Джурахон Маматов - Памирские рассказы
– Лови и эту рыбку, – недолго раздумывая, крикнул Гулобшо, и, так же как и первую плотву, перекинул рыбёшку на тот берег. Мальчик с радостью положил и её в ведерко. Садбарг с улыбкой наблюдала всю эту возню. Наполнив бидоны водой, она присела у берега и стала дальше наблюдать за нами.
– А теперь всё что выловим, это для Садбарг! Хорошо, Абдул Ризо? – весело предупредил Гулобшо мальчика.

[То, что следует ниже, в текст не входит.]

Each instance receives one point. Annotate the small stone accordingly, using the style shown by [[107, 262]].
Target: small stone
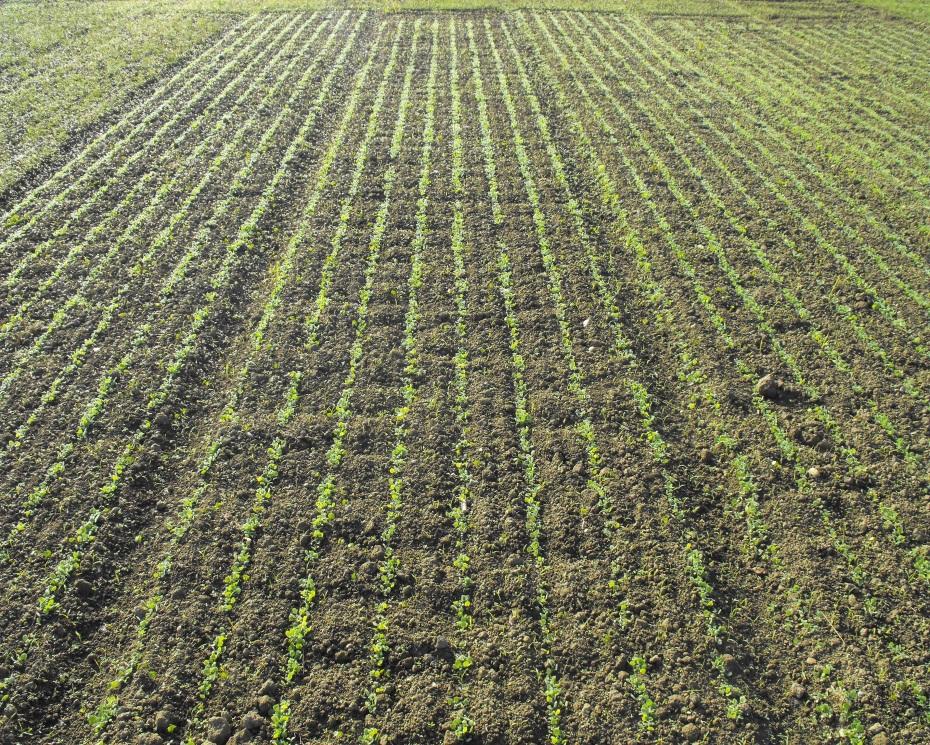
[[770, 387], [729, 663], [265, 705], [443, 648], [218, 730], [163, 721], [252, 722], [161, 422]]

– Хорошо, – согласился он.
Чувствовалось, что сестру он любит. Присев у ведёрка, он разглядывал своих рыбёшек. Мы с Гулобшо забросили свои удочки и стали ждать.
Девочка сидела на берегу, обхватив руками коленки и соединив вместе босые ноги. Это отчетливо напомнило мне картину Васнецова «Алёнушка». Она и была похожа на ту самую Алёнушку со своими русыми волосами. Рыбка не ловилась.
– А правда, что у вас и мальчики, и девочки учатся вместе? – впервые за всё время встречи заговорила Садбарг.
– Да, это правда, – подтвердил я, насаживая наживку из сухого тутовника на крючок.
– А правда, что вы, шурави (советские – язык дари), не читаете молитвы-намазы и не верите в Бога? – задала следующий вопрос любопытная девочка.
– Нет, это неправда, – поправил я её. – Мы читаем намазы и верим в Бога. Алхамдулилла, мы – мусульмане.
– А почему вы красите свои дома в белый цвет? – не унималась Садбарг.
Я не знал, что и ответить на этот вопрос. На самом деле, в их кишлаке не было видно ни одного побеленного дома, а в нашем сплошь все дома были побелены.
Ещё много чего она спросила, пока Гулобшо наловил пару других рыбёшек. Девочка была смышленая. Она похвасталась, что знает несколько русских слов, и отчетливо их произнесла.
Мне попались ещё две рыбки. Естественно, весь улов мы отдали детям. Садбарг встала первой и, отряхнув своё коротенькое платьице, подошла к бидонам с водой и слегка поправила их.
– Худа хафиз, – попрощались они с нами и погнали своего серого ослика в сторону кишлака.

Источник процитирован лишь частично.